Take a battery charger of any type. Connect it with properly crimped wiring to a buss, then to a solenoid (actually relay) and from there to the battery. Large and short enough wire that the voltage drop is minimal.

As long as the relay is closed (connected) while charging, the voltage of the battery is the same as the voltage measured at every point in between and at the charge source. "Direct" has nothing to do with it, the connections are designed to pass the current at that voltage until the circuit is opened (disconnected).

That is how the controller "knows" the battery voltage.

When that voltage reaches 13.8, or 13.9, whatever setpoint you have defined, the battery is close enough to Full for charging to stop, probably 99.8% or so.

Technically to be precise (like when calibrating a shunt-based SoC meter) you would measure tailing amps declining at that Absorb voltage setpoint, and true 100.0% is the point where current falls to .02C, or 2A per 100AH.

But that last bit is irrelevant for day to day use.

Some people say it is a good idea to go to 14.1 or 14.2 once in a while to prevent a memory effect.

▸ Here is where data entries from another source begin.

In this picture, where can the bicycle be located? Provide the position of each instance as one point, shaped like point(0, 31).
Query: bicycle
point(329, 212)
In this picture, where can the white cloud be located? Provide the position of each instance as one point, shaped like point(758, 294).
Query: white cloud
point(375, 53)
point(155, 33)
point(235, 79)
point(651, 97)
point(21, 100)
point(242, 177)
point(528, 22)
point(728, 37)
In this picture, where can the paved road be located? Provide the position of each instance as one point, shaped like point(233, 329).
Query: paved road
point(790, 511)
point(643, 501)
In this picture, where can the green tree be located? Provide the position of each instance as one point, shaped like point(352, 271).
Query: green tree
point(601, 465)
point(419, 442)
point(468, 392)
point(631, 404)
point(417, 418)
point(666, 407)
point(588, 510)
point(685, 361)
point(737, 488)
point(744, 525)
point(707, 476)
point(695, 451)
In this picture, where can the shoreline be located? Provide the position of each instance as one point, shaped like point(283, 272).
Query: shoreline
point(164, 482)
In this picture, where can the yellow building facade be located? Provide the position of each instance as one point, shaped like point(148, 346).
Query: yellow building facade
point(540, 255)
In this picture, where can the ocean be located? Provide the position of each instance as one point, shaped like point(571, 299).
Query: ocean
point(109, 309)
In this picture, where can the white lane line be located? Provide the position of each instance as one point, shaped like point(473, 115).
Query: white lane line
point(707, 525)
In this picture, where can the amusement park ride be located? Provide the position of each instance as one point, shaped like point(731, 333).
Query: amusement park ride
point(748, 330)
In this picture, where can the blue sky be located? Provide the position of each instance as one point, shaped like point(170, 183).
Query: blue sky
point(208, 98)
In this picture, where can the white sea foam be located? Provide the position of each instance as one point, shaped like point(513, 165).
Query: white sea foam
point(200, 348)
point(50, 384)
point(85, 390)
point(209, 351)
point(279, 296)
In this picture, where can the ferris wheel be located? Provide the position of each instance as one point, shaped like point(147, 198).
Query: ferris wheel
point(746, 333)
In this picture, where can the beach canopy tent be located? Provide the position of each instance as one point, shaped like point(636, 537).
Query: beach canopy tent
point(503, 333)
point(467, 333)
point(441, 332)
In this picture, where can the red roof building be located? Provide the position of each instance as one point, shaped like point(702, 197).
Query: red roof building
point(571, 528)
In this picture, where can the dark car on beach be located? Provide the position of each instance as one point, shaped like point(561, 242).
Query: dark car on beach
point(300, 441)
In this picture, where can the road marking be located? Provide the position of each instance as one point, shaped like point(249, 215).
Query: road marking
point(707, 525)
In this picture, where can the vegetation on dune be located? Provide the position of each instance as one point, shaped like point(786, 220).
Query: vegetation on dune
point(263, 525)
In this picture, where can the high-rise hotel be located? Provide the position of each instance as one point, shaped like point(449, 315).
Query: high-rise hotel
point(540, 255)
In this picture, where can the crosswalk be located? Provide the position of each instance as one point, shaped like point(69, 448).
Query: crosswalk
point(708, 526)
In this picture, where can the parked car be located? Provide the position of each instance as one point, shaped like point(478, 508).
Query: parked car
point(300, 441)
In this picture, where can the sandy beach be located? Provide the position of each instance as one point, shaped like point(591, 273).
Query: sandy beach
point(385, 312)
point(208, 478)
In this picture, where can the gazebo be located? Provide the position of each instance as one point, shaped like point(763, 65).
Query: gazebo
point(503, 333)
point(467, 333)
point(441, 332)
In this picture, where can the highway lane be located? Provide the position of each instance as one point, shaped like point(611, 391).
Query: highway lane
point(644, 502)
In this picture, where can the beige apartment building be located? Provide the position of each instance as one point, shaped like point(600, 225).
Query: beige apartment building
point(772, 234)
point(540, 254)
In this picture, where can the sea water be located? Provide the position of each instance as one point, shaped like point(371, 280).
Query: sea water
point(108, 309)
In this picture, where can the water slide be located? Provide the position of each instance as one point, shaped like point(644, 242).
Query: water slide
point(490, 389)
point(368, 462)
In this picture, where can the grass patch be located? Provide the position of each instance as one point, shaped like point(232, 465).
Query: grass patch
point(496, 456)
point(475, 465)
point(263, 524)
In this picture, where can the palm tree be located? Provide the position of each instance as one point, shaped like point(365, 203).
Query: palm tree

Doing that is also part of many top-balncing protocols, but these last are even less relevant to the basic topic at hand.

Basic point is your MPPT is perfectly capable of charging any Lithium bank without any help from any BMS.

And having multiple charge sources concurrently active is no problem.

Just make sure they are all set to stop soon after reaching your desired setpoint. If one insists on a minimum Absorb time longer than say 5-10 minutes, then just set the voltage a point or two lower on that one.
 
Wouldn't the voltage on the cable from the mppt be lower between the mppt and the power bus bar than the total voltage from the busbar to the battery if there is a second charging source? Is there feed back from the busbar TO the mppt?
 
It is all (or should be) one circuit, all the same V and A at any point.

Multiple concurrent active sources mean a single "negotiated average" current the combined result of each V/A , plus the battery's state of charge and resistance.

When one source drops V to Float earlier, it in effect may as well not be there.